Recklinghausen ehrt 32 Ehrenamtliche mit der Samariternadel
Am 16. Juli hat Bürgermeister Axel Tschersich in Recklinghausen 32 Bürgerinnen und Bürger mit der Samariternadel ausgezeichnet. Die Auszeichnung zählt zu den höchsten Ehrungen der Stadt für ehrenamtliches Engagement und würdigt Personen und Gruppen, die sich in besonderer Weise für das Gemeinwohl einsetzen.
Verleihung und Auswahlverfahren
Nach Angaben der Verwaltung kommen die Vorschläge für die Samariternadel überwiegend von Wohlfahrtsverbänden, aber auch aus der Bürgerschaft. Seit 2015 werden neben Einzelpersonen zunehmend auch Gruppen geehrt. Bei der Übergabe betonte Bürgermeister Tschersich, Ehrenamt sei keine Selbstverständlichkeit und die Ausgezeichneten investierten Zeit, Erfahrung und viel Herzblut, um andere zu unterstützen.
Ausgezeichnete Projekte und Akteurinnen und Akteure
Zur Gruppe der Geehrten gehören sowohl langjährig Engagierte in kirchlichen und sozialen Einrichtungen als auch Nachbarschaftsinitiativen. Hervorgehoben wurden unter anderem Hannelore Klippel, die sich über Jahrzehnte in der evangelischen Kirche und in der Diakonie engagiert hat und sich besonders für Kindertagesstätten eingesetzt hat, sowie Marlies Pieper, die seit ihrem Ruhestand regelmäßig bei Blutspenden mitarbeitet, in einem Hospiz tätig ist und den Kleidershop des Deutschen Roten Kreuzes Kreisverband Recklinghausen unterstützt.
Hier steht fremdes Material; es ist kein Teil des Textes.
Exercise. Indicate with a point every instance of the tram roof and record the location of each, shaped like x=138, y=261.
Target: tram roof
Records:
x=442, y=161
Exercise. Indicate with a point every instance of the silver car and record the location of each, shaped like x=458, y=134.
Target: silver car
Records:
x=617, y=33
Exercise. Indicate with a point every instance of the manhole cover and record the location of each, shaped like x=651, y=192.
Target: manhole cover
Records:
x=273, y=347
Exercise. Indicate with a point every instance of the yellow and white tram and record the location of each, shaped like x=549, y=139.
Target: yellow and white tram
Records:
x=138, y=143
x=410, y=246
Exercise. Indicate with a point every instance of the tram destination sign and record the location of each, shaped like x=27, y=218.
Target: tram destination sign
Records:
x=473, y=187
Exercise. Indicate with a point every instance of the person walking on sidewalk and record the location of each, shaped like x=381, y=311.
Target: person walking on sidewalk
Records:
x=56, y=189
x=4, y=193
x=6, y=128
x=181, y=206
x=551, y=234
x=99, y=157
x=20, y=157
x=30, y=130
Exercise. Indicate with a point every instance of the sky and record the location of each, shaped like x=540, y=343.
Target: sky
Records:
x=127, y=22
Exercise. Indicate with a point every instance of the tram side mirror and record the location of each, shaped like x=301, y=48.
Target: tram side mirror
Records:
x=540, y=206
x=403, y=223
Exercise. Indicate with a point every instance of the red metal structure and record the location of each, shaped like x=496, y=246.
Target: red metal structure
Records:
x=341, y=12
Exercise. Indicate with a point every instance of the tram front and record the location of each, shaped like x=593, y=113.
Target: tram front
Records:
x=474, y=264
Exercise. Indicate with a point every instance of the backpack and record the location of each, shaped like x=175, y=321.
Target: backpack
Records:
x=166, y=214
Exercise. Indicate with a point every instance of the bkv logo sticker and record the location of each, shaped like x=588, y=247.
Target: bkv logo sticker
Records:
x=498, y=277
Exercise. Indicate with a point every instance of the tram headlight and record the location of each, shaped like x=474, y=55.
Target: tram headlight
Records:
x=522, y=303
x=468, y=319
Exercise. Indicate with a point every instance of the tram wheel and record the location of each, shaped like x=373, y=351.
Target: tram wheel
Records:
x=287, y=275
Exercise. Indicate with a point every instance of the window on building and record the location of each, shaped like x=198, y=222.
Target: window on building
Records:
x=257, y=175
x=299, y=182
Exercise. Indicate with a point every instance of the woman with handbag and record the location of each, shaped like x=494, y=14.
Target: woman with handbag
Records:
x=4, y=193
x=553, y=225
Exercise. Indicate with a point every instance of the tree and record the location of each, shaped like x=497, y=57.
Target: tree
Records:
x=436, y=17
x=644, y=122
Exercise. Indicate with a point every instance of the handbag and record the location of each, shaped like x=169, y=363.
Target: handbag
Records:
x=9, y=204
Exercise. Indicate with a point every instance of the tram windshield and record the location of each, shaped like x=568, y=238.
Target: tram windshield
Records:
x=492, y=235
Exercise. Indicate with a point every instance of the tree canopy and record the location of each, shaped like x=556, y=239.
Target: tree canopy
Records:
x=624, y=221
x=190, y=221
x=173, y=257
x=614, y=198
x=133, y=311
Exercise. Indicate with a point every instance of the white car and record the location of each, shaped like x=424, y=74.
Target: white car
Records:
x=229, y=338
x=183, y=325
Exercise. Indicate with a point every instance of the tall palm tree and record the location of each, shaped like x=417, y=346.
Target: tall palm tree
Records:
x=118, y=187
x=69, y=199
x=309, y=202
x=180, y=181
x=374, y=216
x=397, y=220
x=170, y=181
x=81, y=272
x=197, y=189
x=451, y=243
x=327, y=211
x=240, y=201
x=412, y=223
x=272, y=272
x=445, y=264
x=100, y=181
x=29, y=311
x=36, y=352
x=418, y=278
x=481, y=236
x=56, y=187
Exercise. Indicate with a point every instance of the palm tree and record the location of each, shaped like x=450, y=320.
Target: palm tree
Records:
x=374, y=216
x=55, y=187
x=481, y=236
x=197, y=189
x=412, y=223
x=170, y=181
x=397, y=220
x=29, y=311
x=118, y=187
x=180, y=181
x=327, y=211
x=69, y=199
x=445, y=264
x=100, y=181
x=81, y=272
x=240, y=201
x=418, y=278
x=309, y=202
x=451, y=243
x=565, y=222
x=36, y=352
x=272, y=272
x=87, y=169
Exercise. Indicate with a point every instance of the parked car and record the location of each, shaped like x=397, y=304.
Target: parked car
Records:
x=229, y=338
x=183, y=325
Als Gemeinschaftsprojekt erhielt das Cafeteria Team des Seniorenstifts im Anbau des Seniorenzentrums Grullbad die Samariternadel. Das Team, zu dem unter anderem Edith Mielek, Luzia Heuver und Ulla Waletzko gehören, organisiert seit Jahren Nachmittage mit Kaffee und Kuchen und betreibt die Cafeteria inzwischen an vier Tagen in der Woche.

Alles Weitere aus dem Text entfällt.